A molecular insight into cracking of the asphaltene hydrocarbons by using microwave radiation in the presence of the nanoparticles acting as catalyst

Abstract

This research aims to the microwave-assisted catalytic cracking of the asphaltene by using nanoparticles of SiO2, Al2O3, clay, and ZnO acting as a nanocatalyst. The nanoparticle-added oil samples were treated by microwave radiation at the radiation power of 1200 W for 10 min. After extracting the asphaltene, Nuclear Magnetic Resonance (NMR), Fourier Transformed Infrared (FTIR), elemental analysis, Energy-dispersive X-ray (EDX) spectroscopies, and Inductively Coupled Plasma Atomic Emission (ICP-OES) were implemented to characterize the treated asphaltene.

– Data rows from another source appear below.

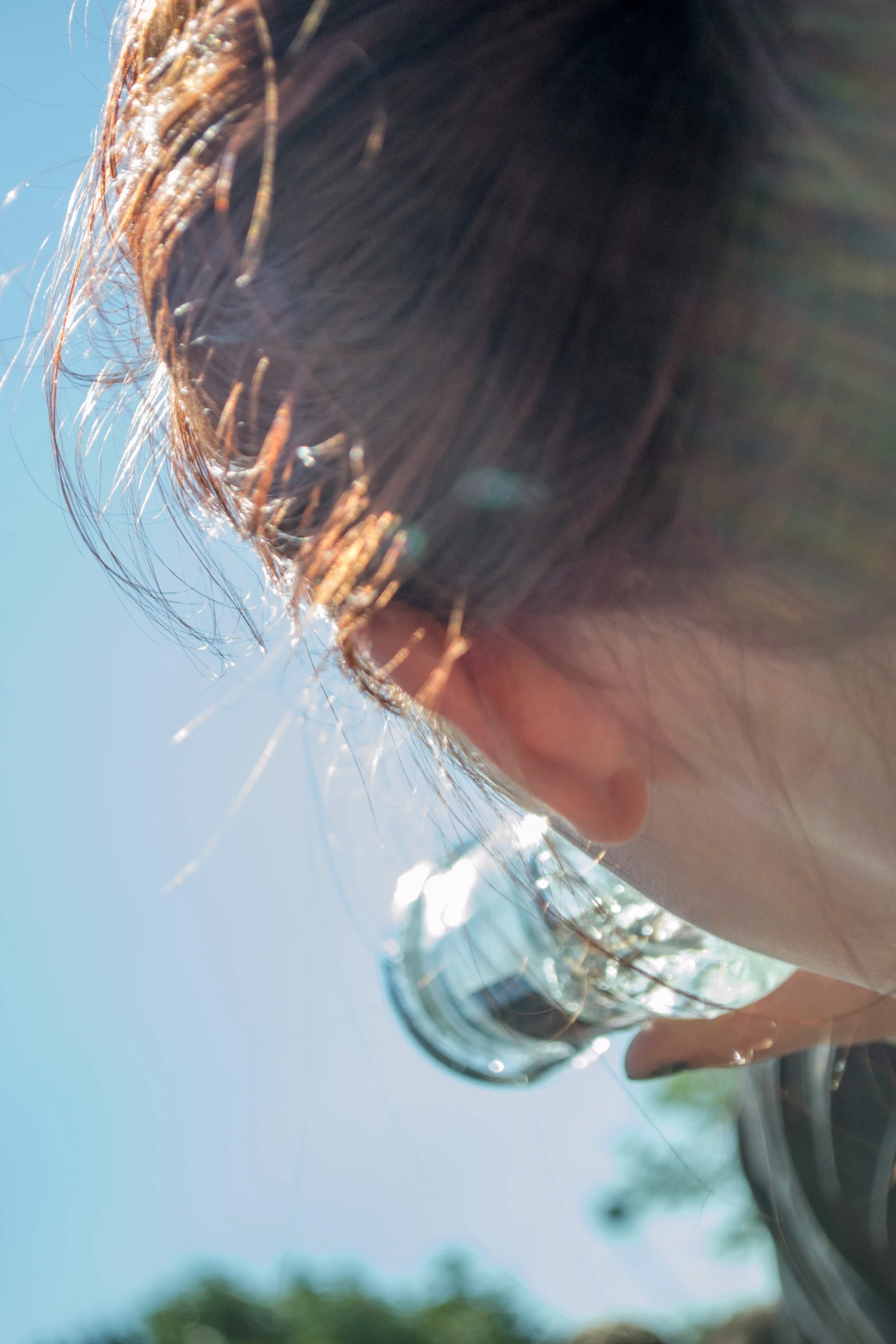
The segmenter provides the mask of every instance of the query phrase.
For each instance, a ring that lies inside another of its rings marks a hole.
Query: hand
[[[657,1017],[629,1046],[629,1078],[727,1068],[810,1046],[896,1043],[896,997],[797,970],[772,993],[711,1020]]]

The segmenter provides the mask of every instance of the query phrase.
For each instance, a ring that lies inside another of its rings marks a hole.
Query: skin
[[[382,664],[419,626],[395,671],[411,695],[445,630],[394,603],[369,633]],[[662,906],[801,968],[740,1012],[653,1023],[629,1075],[896,1040],[896,644],[783,657],[587,614],[540,634],[570,653],[477,634],[438,712]]]

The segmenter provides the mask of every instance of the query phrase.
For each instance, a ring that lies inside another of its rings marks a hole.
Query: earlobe
[[[371,630],[371,652],[383,665],[420,628],[423,637],[392,673],[410,695],[438,667],[445,629],[396,603]],[[498,633],[472,641],[435,708],[513,784],[566,817],[584,839],[625,844],[643,828],[647,777],[598,688],[571,681]]]

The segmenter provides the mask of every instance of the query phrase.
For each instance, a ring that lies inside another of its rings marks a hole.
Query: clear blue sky
[[[86,44],[69,0],[4,15],[7,359],[101,105],[99,8],[90,23]],[[377,949],[424,793],[387,762],[372,817],[326,706],[302,718],[301,659],[214,681],[128,609],[56,504],[39,379],[8,379],[0,450],[0,1344],[77,1337],[197,1265],[414,1282],[445,1246],[576,1320],[774,1292],[766,1266],[708,1258],[711,1216],[622,1243],[591,1228],[643,1124],[618,1050],[512,1097],[415,1054]],[[220,843],[163,895],[278,726]],[[375,738],[349,732],[361,757]]]

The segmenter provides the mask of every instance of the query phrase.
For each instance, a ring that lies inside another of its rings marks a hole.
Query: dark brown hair
[[[473,628],[746,571],[854,616],[893,560],[885,9],[141,0],[58,309],[138,293],[180,503],[290,595],[353,530],[368,606]]]

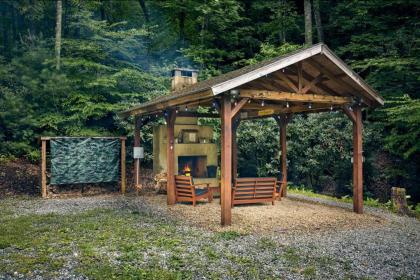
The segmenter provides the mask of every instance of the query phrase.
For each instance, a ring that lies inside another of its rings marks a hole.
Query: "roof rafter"
[[[293,92],[268,91],[268,90],[240,90],[241,97],[253,99],[276,100],[276,101],[297,101],[312,103],[349,104],[353,102],[350,97],[329,96],[320,94],[302,94]]]

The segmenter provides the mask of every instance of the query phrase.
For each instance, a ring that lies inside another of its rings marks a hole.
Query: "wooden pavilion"
[[[281,173],[287,182],[286,127],[292,115],[340,110],[353,122],[353,208],[355,212],[363,213],[362,109],[381,106],[384,101],[325,44],[197,83],[194,83],[196,72],[179,72],[181,76],[185,74],[186,82],[178,85],[175,76],[171,94],[121,113],[125,117],[135,116],[134,145],[137,147],[140,146],[140,128],[148,116],[165,117],[168,205],[175,203],[174,122],[177,116],[221,118],[221,223],[230,225],[232,174],[236,174],[237,168],[235,138],[239,122],[268,117],[277,121],[282,151]],[[214,113],[198,113],[195,110],[198,106],[214,108]],[[136,160],[137,185],[140,184],[139,170],[140,163]]]

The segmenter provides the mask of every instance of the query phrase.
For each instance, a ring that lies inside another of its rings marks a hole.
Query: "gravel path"
[[[285,273],[285,267],[293,264],[275,257],[284,253],[285,248],[296,248],[296,252],[290,252],[292,259],[294,254],[299,256],[296,269],[304,263],[316,263],[317,279],[366,279],[366,276],[372,279],[420,279],[420,222],[377,208],[365,207],[366,214],[357,215],[351,212],[352,206],[348,203],[290,194],[289,199],[283,199],[275,206],[235,207],[232,212],[234,225],[221,228],[218,200],[211,204],[200,203],[195,208],[182,204],[167,207],[165,196],[110,195],[11,199],[0,201],[1,205],[14,209],[16,216],[67,214],[98,207],[141,208],[153,215],[180,221],[181,232],[198,227],[197,232],[201,232],[202,237],[190,238],[191,253],[203,258],[215,270],[228,270],[235,262],[209,262],[203,252],[197,251],[203,242],[208,242],[216,253],[227,250],[237,256],[258,259],[275,278],[305,278],[304,273]],[[214,244],[205,241],[211,240],[214,232],[219,231],[240,232],[242,235]],[[255,249],[264,242],[268,242],[268,250]],[[319,269],[320,263],[325,263],[324,269]]]

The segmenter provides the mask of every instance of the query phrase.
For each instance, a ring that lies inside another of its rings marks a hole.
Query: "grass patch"
[[[234,240],[240,237],[241,234],[239,232],[228,230],[216,233],[217,240]]]

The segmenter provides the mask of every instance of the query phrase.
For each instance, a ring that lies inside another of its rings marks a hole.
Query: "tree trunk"
[[[57,70],[60,70],[60,59],[61,59],[61,19],[63,16],[63,3],[61,0],[57,0],[57,14],[55,22],[55,60]]]
[[[304,0],[305,44],[312,45],[312,8],[311,0]]]
[[[407,196],[404,188],[392,188],[391,189],[391,201],[394,210],[398,214],[406,215],[410,211],[407,206]]]
[[[179,44],[184,47],[185,41],[185,12],[179,14]]]
[[[1,11],[1,18],[2,18],[2,41],[3,41],[3,48],[4,48],[3,52],[7,54],[8,49],[9,49],[9,43],[8,43],[9,33],[7,32],[8,29],[6,26],[7,25],[7,10],[6,10],[7,3],[6,2],[0,3],[0,5],[1,5],[0,11]]]
[[[321,12],[319,11],[319,0],[314,0],[314,17],[318,41],[324,42],[324,29],[322,28]]]
[[[104,1],[101,0],[101,6],[99,8],[99,12],[101,13],[101,20],[105,20],[105,7],[104,7]]]
[[[145,0],[139,0],[139,4],[140,4],[140,7],[141,7],[141,10],[143,11],[144,19],[146,20],[146,23],[149,24],[150,23],[150,17],[149,17],[149,11],[147,10],[147,7],[146,7],[146,1]]]

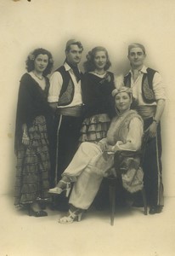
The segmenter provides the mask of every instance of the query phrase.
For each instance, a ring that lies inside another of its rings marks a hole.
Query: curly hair
[[[111,66],[107,49],[103,46],[97,46],[90,50],[87,55],[87,61],[83,63],[83,67],[86,72],[93,71],[95,69],[94,58],[98,51],[104,51],[105,53],[107,61],[104,67],[104,70],[108,70]]]
[[[34,68],[35,68],[34,61],[35,61],[35,59],[39,55],[47,55],[48,56],[48,64],[46,69],[43,71],[43,75],[47,76],[48,73],[51,73],[51,70],[54,66],[54,60],[53,60],[52,54],[48,50],[47,50],[43,48],[37,48],[37,49],[34,49],[31,53],[29,54],[27,60],[25,61],[26,70],[28,72],[34,70]]]

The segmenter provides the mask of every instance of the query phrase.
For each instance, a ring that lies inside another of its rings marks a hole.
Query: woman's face
[[[120,112],[129,109],[131,102],[131,97],[127,92],[120,92],[115,97],[116,107]]]
[[[93,61],[97,69],[104,69],[107,62],[105,52],[104,50],[97,51],[94,55]]]
[[[48,56],[47,55],[38,55],[34,61],[34,68],[37,73],[43,73],[48,64]]]

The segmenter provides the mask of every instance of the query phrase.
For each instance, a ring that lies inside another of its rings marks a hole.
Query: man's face
[[[77,65],[82,60],[82,49],[76,44],[71,44],[70,50],[65,51],[65,55],[68,62],[72,65]]]
[[[133,67],[139,67],[144,65],[146,55],[139,47],[132,48],[128,54],[128,59]]]

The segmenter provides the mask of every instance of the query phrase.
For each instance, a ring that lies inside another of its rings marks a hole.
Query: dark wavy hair
[[[95,54],[98,51],[104,51],[106,55],[107,61],[104,67],[104,70],[109,69],[109,67],[111,66],[107,49],[103,46],[97,46],[90,50],[87,55],[87,61],[83,63],[83,67],[86,72],[93,71],[95,69],[94,57]]]
[[[46,69],[43,71],[43,75],[47,76],[48,73],[51,73],[51,70],[54,66],[54,60],[53,60],[52,54],[48,50],[47,50],[43,48],[37,48],[37,49],[34,49],[31,53],[29,54],[27,60],[25,61],[26,70],[28,72],[34,70],[34,68],[35,68],[34,61],[35,61],[35,59],[39,55],[47,55],[48,56],[48,64]]]

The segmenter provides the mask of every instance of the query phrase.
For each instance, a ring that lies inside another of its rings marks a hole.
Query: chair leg
[[[110,224],[114,225],[114,216],[116,209],[116,183],[109,185],[110,207]]]
[[[144,188],[142,189],[142,198],[143,198],[144,207],[144,215],[147,215],[148,214],[147,200],[146,200],[146,193]]]

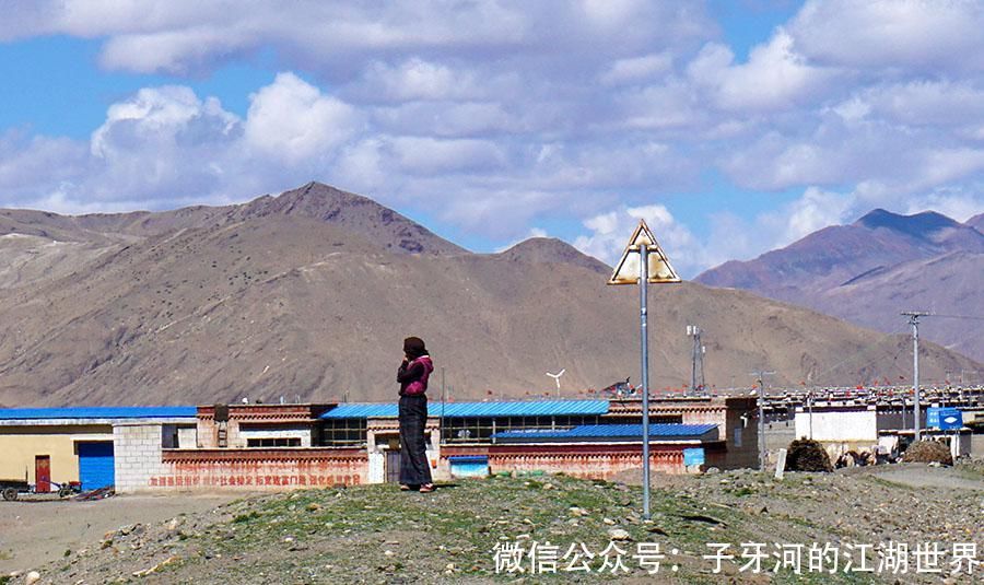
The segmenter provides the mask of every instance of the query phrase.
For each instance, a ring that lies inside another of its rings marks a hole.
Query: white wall
[[[870,441],[878,442],[877,412],[869,410],[821,410],[813,409],[815,441],[821,442],[847,442]],[[796,438],[810,436],[810,414],[804,409],[796,409]]]
[[[166,473],[161,463],[162,424],[117,424],[113,428],[116,491],[147,489],[150,478]]]

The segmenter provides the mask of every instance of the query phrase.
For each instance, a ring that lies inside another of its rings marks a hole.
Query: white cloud
[[[975,0],[810,0],[788,30],[804,55],[837,67],[984,69],[984,4]]]
[[[752,48],[747,62],[733,61],[730,49],[710,44],[688,68],[696,83],[712,89],[724,109],[789,108],[817,102],[836,74],[809,65],[782,28],[768,44]]]
[[[844,223],[853,209],[853,198],[817,187],[808,187],[796,201],[775,213],[763,214],[761,221],[777,227],[781,235],[774,247],[788,245],[828,225]]]
[[[635,83],[660,73],[667,73],[671,67],[672,56],[669,52],[618,59],[601,73],[600,81],[608,85]]]
[[[608,260],[642,214],[692,273],[875,206],[984,211],[981,7],[808,1],[742,58],[689,1],[19,2],[0,39],[94,39],[109,70],[202,79],[258,58],[284,73],[242,117],[176,84],[117,101],[89,141],[0,134],[0,189],[160,209],[316,178],[493,242],[583,224]],[[658,204],[713,197],[722,174],[801,195],[754,217],[687,206],[703,222]]]
[[[361,118],[349,104],[321,94],[293,73],[280,73],[253,95],[246,141],[289,163],[318,161],[355,134]]]

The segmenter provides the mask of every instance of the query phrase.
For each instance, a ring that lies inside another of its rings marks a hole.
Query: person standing
[[[424,444],[427,423],[427,378],[434,363],[419,337],[403,340],[403,362],[397,372],[400,384],[400,489],[434,491]]]

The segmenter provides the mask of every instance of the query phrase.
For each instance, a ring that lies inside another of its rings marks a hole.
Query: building
[[[919,417],[923,435],[940,438],[950,445],[953,457],[971,452],[971,430],[940,431],[928,428],[924,405]],[[843,454],[874,453],[885,455],[904,451],[912,443],[912,403],[858,403],[854,401],[822,402],[812,407],[798,407],[795,418],[796,437],[812,438],[827,449],[832,461]],[[956,438],[956,440],[954,440]]]
[[[654,399],[652,468],[683,473],[755,465],[754,405],[748,398]],[[8,411],[2,420],[23,421],[26,409],[12,410],[17,412]],[[116,418],[109,410],[61,409],[58,414],[40,409],[33,419],[34,436],[45,438],[12,438],[10,446],[22,455],[9,469],[31,464],[27,459],[35,455],[56,453],[39,445],[61,441],[52,472],[57,463],[66,479],[78,477],[79,469],[87,469],[89,447],[80,452],[77,444],[99,443],[103,453],[109,453],[113,483],[124,493],[279,491],[399,478],[395,403],[120,409]],[[46,418],[43,411],[58,417]],[[101,417],[94,418],[97,413]],[[611,478],[642,466],[641,418],[639,399],[432,402],[427,458],[438,480],[537,470]],[[89,481],[84,487],[93,485]]]
[[[26,479],[38,492],[52,491],[51,482],[113,485],[116,470],[126,472],[131,463],[117,457],[127,429],[153,430],[133,451],[190,447],[185,430],[195,430],[196,414],[195,407],[0,409],[0,478]]]

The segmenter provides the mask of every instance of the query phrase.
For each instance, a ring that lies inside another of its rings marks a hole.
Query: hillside
[[[885,332],[905,330],[902,311],[980,317],[984,234],[974,221],[960,224],[939,213],[875,210],[851,225],[825,227],[754,260],[726,262],[696,280]],[[925,339],[984,360],[979,320],[930,317],[923,323]]]
[[[411,334],[453,399],[541,394],[561,367],[569,395],[637,379],[637,293],[606,286],[600,262],[550,239],[470,254],[341,192],[312,184],[226,208],[51,215],[71,245],[0,239],[21,258],[19,283],[0,289],[0,403],[391,399]],[[654,388],[689,379],[691,323],[719,387],[748,385],[755,367],[776,384],[909,377],[905,336],[739,291],[652,289]],[[923,379],[982,370],[924,351]]]

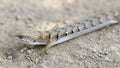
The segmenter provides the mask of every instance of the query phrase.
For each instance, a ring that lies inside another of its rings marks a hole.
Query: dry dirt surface
[[[120,68],[120,24],[58,44],[37,59],[13,35],[46,31],[120,9],[120,0],[0,0],[0,68]]]

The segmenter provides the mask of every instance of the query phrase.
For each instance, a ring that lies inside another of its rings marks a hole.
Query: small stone
[[[112,30],[112,33],[115,33],[115,30]]]
[[[12,60],[13,57],[10,55],[10,56],[7,57],[7,59],[8,59],[8,60]]]

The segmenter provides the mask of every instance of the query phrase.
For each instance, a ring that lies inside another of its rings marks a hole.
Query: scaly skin
[[[76,38],[80,35],[90,33],[92,31],[101,29],[105,26],[116,24],[120,22],[120,10],[110,11],[108,13],[102,13],[98,16],[93,16],[90,19],[82,20],[76,24],[67,25],[63,28],[56,28],[42,34],[36,33],[36,35],[18,34],[17,37],[25,44],[29,45],[46,45],[41,51],[38,51],[34,56],[44,54],[52,46]],[[34,33],[34,32],[33,32]],[[35,37],[34,37],[35,36]]]

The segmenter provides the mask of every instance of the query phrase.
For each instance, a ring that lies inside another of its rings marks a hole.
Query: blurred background
[[[0,68],[119,68],[119,25],[53,47],[49,55],[39,57],[37,64],[23,56],[24,48],[19,47],[24,44],[10,36],[17,31],[48,31],[56,25],[79,22],[120,9],[119,3],[120,0],[0,0]],[[104,43],[95,45],[101,38]],[[16,51],[18,54],[14,54]]]

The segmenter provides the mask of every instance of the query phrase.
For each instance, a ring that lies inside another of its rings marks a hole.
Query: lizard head
[[[41,42],[37,39],[33,39],[29,36],[16,35],[19,40],[28,45],[46,45],[46,42]]]

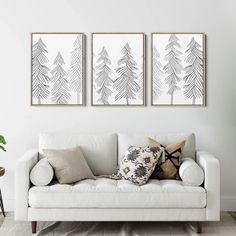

Based on the characteristic results, aromatic fused rings have been slightly cracked due to the microwave radiation in the presence of the ZnO and Al2O3 nanoparticles. Besides, the average carbon number of the associated aliphatic chains was reduced to the range of 3.3–3.9 from 5.4 after the microwave radiation. In addition, the microwave radiation in the presence of the nanoparticles reduces the Vanadium and Nickel concentrations of the asphaltenes to 71–90% and 75–93% of the ones in the crude asphaltene, respectively. Based on the indexes, calculated from FTIR spectrums, the asphaltenes are adsorbed on the nanoparticles, leading to absorbing higher microwave energy. By adsorbing the polar functional groups of asphaltene on the nanoparticle, they are heated until the bond cracking, leading to asphaltene release. An analogical insight to the viscometric tests and asphaltene molecular structure showed that the reduction of the electrostatic forces and the Hydrogen interactions are the main reason for the lower tendency of treated asphaltene to aggregate. Based on this study, fine particles, co-producing with crude oil, could catalyze the asphaltene cracking during microwave radiation.